Children & Media
Learning Scientific Concepts from Educational Television (Participate)
Building on previous research into children’s understanding of pretend intentions and actions, we have been examining the factors that influence whether preschool children will transfer information learned in fantasy stories to real-world situation. In a newer line of research, we have begun studying the influence of media exposure on cognitive development by focusing on how children view information learned in media contexts and the effectiveness of using different forms of media as educational tools.
Despite the popularity of children’s television we still know little about how children are learning scientific concepts from educational television. The purpose of this research is to examine 1) how children’s relationships with television characters and 2) stereotypes about science influence how children learn and enjoy science.
To be eligible for the study, your child must be between 3y 11m to 5y 11m of age of all races & ethnicities are eligible; Hispanic/Latino families are especially encouraged to participate. English must be the primary language spoken in the home, bilingual families are welcomed.
Research Collaborators: The Childhood Cognition Lab is currently collaborating with the Children’s Digital Media Center and the Center on Media and Human Development on a large NSF-sponsored project researching how children are learning STEM (Science, Technology, Engineering, and Mathematics) concepts from educational media.
Our lab is also interested in understanding the ways in which exposure to interactive media (such as tablet and phone games) can influence children’s cognitive development. This work builds on previous research which suggesting that interactive media can influence multiple areas of children’s cognitive functioning, including selective attention, problem solving, and story memory. We aim to investigate children’s learning and memory in particular.
Participation in this project involves up to 3 visits to the Childhood Cognition Lab over the course of 2 weeks. Visits are up to 1 hour, during which time your child will be invited to play with developmentally appropriate interactive media and will be given some simple memory tests.
To be eligible for the study, your child must be between 6 and 10 years of age.
Interactive Media Project
This research explored the ways that parents and children engage together during an interactive media task in order to examine how preschool children use computers and how parents support learning in this context. Three to 4.5-year olds and their parents played two target games on a novel interactive device, LeapFrog’s My First Computer. The games involved content knowledge, letter and number recognition, and computer operational skills, keyboard recognition, and mouse manipulation. We are examining how the interaction effected children’s computer operational skills and content knowledge. In addition we are looking at how parents support their children during the task.
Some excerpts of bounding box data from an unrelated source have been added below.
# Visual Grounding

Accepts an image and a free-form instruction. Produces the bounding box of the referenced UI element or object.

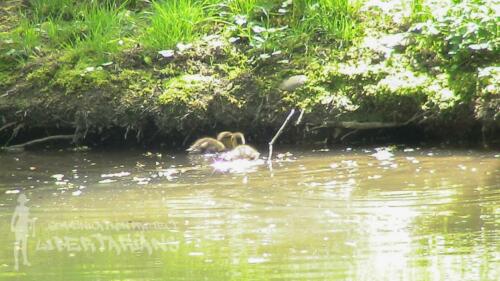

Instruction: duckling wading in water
[186,131,245,153]
[222,144,260,161]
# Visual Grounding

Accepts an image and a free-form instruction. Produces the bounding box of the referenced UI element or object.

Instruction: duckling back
[186,138,226,153]
[222,144,260,161]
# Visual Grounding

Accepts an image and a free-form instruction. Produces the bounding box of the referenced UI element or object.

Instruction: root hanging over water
[2,135,75,151]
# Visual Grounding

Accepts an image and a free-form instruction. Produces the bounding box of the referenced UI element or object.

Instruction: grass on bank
[0,0,358,68]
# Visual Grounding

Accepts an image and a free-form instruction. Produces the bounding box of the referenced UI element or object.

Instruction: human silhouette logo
[10,194,35,271]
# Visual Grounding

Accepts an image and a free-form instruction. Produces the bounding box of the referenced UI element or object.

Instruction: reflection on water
[0,148,500,280]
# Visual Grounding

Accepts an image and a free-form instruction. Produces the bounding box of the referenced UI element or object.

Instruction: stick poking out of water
[267,108,295,163]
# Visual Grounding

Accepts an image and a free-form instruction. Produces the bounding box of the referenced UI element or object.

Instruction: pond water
[0,147,500,281]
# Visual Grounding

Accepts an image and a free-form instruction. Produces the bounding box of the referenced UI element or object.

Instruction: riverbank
[0,1,500,147]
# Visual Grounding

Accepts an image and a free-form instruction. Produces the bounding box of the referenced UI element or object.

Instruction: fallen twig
[267,109,295,163]
[2,135,75,150]
[295,109,305,126]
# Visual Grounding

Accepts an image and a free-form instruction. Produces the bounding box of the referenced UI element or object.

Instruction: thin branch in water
[267,108,295,163]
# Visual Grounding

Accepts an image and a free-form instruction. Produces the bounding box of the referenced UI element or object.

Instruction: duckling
[217,131,245,149]
[222,144,260,161]
[217,131,234,149]
[231,132,246,148]
[186,131,245,153]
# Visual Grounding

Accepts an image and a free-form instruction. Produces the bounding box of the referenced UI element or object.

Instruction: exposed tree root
[2,135,75,151]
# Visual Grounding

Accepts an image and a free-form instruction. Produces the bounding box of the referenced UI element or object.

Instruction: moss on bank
[0,0,500,146]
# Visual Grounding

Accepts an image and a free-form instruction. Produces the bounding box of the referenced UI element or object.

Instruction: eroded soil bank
[0,1,500,148]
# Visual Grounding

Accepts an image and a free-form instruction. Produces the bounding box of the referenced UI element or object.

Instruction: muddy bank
[0,1,500,148]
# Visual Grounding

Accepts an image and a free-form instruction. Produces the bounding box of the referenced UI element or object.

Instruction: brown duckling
[186,137,226,153]
[222,144,260,161]
[217,131,246,149]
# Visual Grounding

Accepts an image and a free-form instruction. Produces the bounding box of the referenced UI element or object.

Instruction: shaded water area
[0,148,500,281]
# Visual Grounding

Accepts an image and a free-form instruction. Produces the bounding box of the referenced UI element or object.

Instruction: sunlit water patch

For example, if parent’s helped more on games that involve the mouse or the keyboard.
Exertainment: The Contribution of Fitness Gaming to Youth Health (Participate)
The purpose of this research is to investigate the ways Nintendo’s Wii Fit can be used to increase physical fitness for children. Some recent studies have found that children exert the same amount of energy while playing physically active video games as moderate fitness activities like walking on a treadmill. In this study children attending a summer day camp in New York City participated in weekly fitness sessions using Wii Fit or Wii Active technology. The research evaluates the feasibility of fitness based video games as a form of physical activity that improves health and well-being from middle childhood through adolescence. This study was conducted in collaboration with Georgetown University and Oasis Children’s Services summer day camp.
Physically Active Versus Inactive Video Game Play
This research study is a follow-up to evaluating fitness-based video games as a form of physical activity. The study examines the short-term impacts of video game play on cognition for children ages 7 to 12. Children participate in one of four conditions: a non-playing control, an exercise condition, an exergame condition, and a sedentary video game condition. Participants in both the sedentary video game and exergame conditions play Dance Dance Revolution (DDR) for 20 minutes. The sedentary condition played the game sitting down while the exergame played on a motion-sensored mat. Participants in the exercise condition do a series of aerobic exercises for 20 minutes. All participants wear a heart-rate monitor and an accelerometer during the activity. Children also play several computer-based games that measure cognitive skills, such as attention.